What Google’s purchase of YouTube really does is begin to standardize how copyrighted video is made available online for free.
So here we are. Less than four days after Google acquired YouTube, the CEO of Time Warner has publicly stated that his company is pursuing copyright negotiations with YouTube and hopes that discussion will be kicked upstairs to Google.
Not exactly the cannonade Mark Cuban or Howard Stern were expecting, but there it is. The “shot across the bow” of Google and YouTube.
Except it’s not, not really. Dick Parsons sounds more cowed than aggravated, more interested in pursuing partnership opportunities than suing the pants off Google. If anything, Parsons is borrowing a page from Universal’s CEO Doug Morris by making public announcements to affect private negotiations. Time Warner may be jealous of YouTube’s success, but it wants to work with the company. (Update: see this story for more on Parsons’ thinking.)

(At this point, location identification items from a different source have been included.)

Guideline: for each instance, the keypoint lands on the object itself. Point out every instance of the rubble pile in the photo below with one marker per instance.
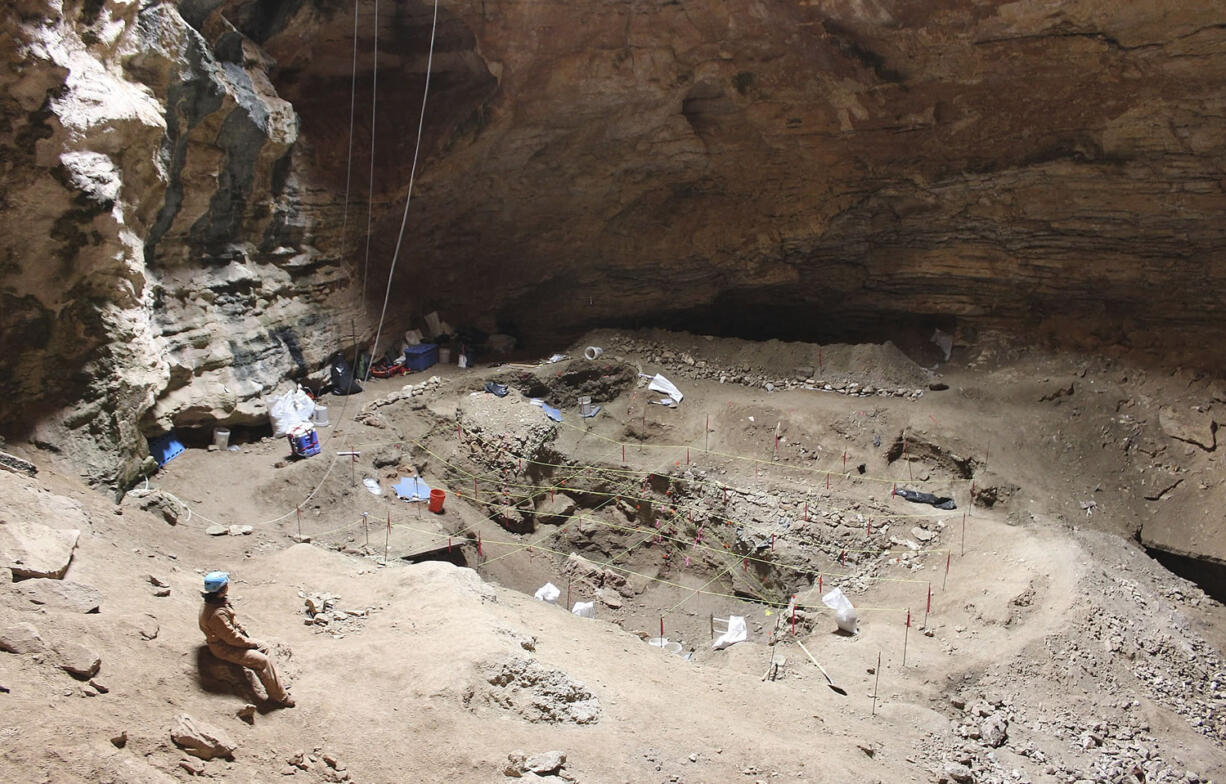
(687, 365)
(325, 616)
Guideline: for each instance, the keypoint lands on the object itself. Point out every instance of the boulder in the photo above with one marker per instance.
(201, 740)
(21, 638)
(1189, 426)
(557, 511)
(994, 730)
(514, 519)
(60, 594)
(77, 660)
(548, 763)
(36, 550)
(388, 457)
(157, 502)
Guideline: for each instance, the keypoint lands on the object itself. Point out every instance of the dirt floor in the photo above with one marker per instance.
(1043, 643)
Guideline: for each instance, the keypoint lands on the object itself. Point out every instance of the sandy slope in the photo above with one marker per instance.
(1094, 659)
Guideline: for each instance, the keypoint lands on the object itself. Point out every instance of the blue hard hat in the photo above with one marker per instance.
(216, 580)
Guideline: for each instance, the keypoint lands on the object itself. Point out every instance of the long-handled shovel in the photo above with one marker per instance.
(835, 688)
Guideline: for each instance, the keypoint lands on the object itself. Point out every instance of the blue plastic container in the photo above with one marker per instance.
(303, 441)
(422, 356)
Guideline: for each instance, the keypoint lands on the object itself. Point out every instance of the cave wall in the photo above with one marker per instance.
(1053, 169)
(178, 238)
(156, 271)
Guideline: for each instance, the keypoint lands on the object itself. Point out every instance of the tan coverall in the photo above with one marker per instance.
(228, 641)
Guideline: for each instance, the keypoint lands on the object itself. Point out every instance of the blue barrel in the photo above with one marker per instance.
(303, 439)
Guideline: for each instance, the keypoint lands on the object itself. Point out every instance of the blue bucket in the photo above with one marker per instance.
(303, 441)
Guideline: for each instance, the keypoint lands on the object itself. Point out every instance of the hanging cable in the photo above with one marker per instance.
(412, 174)
(370, 188)
(353, 98)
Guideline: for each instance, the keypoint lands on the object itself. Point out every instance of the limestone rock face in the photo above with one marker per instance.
(152, 275)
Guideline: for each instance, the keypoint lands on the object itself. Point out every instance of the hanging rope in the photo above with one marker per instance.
(370, 188)
(348, 166)
(412, 174)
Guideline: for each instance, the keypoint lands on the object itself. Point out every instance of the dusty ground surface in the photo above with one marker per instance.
(1054, 649)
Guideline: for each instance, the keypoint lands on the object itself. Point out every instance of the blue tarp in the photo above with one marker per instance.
(166, 448)
(412, 488)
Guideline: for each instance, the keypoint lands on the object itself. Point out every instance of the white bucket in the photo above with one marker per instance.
(665, 644)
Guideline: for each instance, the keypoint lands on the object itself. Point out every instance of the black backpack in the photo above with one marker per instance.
(343, 383)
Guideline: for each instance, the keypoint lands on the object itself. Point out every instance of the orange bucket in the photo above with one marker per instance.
(437, 497)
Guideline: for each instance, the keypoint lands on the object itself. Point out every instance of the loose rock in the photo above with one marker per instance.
(77, 660)
(36, 550)
(201, 740)
(21, 638)
(61, 594)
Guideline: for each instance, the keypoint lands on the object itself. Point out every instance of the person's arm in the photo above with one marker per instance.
(229, 632)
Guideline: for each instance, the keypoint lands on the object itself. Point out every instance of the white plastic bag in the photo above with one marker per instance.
(737, 633)
(288, 410)
(548, 593)
(658, 383)
(845, 612)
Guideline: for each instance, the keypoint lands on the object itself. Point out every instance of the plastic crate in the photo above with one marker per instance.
(422, 356)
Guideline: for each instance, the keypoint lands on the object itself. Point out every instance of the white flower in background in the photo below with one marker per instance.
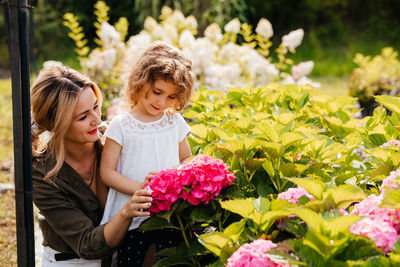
(178, 17)
(229, 53)
(135, 47)
(109, 36)
(302, 69)
(191, 22)
(233, 26)
(170, 34)
(264, 28)
(302, 81)
(166, 11)
(106, 60)
(186, 39)
(213, 33)
(149, 24)
(305, 80)
(50, 63)
(220, 77)
(203, 54)
(158, 32)
(293, 39)
(141, 40)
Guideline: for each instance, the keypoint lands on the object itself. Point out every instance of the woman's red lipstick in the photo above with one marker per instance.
(93, 131)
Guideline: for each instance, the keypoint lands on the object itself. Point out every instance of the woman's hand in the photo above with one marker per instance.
(138, 204)
(148, 178)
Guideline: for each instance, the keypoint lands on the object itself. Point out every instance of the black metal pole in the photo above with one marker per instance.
(19, 63)
(32, 55)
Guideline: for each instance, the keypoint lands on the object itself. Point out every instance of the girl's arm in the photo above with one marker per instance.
(108, 170)
(184, 150)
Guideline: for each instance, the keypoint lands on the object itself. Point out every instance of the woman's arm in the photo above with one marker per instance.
(115, 229)
(108, 170)
(184, 150)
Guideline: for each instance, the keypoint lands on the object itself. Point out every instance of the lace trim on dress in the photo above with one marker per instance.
(133, 125)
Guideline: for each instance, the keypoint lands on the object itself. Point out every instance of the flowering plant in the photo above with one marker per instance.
(197, 181)
(254, 254)
(219, 59)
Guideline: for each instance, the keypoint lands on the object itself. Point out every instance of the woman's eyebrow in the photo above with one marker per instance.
(86, 111)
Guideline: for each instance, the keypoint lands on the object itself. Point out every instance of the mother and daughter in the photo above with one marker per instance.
(90, 195)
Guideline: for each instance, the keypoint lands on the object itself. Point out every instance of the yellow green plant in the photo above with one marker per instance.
(76, 34)
(101, 12)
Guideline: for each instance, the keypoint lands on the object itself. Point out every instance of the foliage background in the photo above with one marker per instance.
(335, 29)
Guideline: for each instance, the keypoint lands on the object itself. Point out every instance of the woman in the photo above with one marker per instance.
(66, 184)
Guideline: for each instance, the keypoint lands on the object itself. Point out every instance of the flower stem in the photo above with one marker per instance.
(183, 231)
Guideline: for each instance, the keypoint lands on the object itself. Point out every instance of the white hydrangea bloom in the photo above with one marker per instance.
(264, 28)
(158, 32)
(203, 54)
(302, 69)
(233, 26)
(178, 17)
(170, 35)
(186, 39)
(213, 33)
(50, 63)
(109, 36)
(109, 56)
(149, 24)
(191, 22)
(220, 77)
(166, 11)
(293, 39)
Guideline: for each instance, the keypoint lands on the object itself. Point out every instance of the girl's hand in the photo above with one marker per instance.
(148, 178)
(138, 204)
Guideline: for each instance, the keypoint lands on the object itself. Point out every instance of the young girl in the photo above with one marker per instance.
(149, 138)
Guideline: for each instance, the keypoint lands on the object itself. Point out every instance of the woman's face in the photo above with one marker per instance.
(85, 119)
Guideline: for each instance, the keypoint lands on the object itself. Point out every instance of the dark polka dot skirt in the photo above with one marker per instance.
(133, 248)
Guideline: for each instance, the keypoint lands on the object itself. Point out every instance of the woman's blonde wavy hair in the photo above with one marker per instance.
(165, 62)
(54, 95)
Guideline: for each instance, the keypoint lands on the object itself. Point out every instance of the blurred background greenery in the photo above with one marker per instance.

Why? Because Time Warner doesn’t want another Napster scenario. The music companies didn’t win when they shut down Napster, they simply caused file-sharing to metastasize. Where Napster fell, a handful of file-sharing networks arose. Five years later, LimeWire is still active, BitTorrent is alive and well, and the business models for actually selling MP3s belong to technology companies, not the labels. Oops.
Now there’s been a sea change in how content owners think about distribution. They understand piracy is a business model they have to compete with — not litigate against — by providing compelling viewing experiences and easier access to content.
So what Google’s purchase of YouTube really does is begin to standardize how copyrighted video is made available online for free.
Once Time Warner partners with YouTube and employs the yet-to-be-developed fingerprinting technology, it can turn around and litigate more effectively against all the other sites that don’t use that technology. Presto, it’s protected its content while taking advantage of the attention economy.
Meanwhile, Google wins not only by annexing the No. 1 destination for all that content, but also by controlling the negtiating process that brings that content to the table.
Net net, Google wins by ensuring that it will always have more video content from copyright holders to sell ads around. It’s actually the reverse of its situations with Google Books and Google News.
So the copyright war has begun, but it’s begun with a white flag and peace talks.
p.s. I was talking with Nate from BetaNews at a party last night, and he said something I haven’t heard anybody else say: “You know who the big winner in all this really is? Adobe.” Ten years after Flash debuted, it’s everywhere.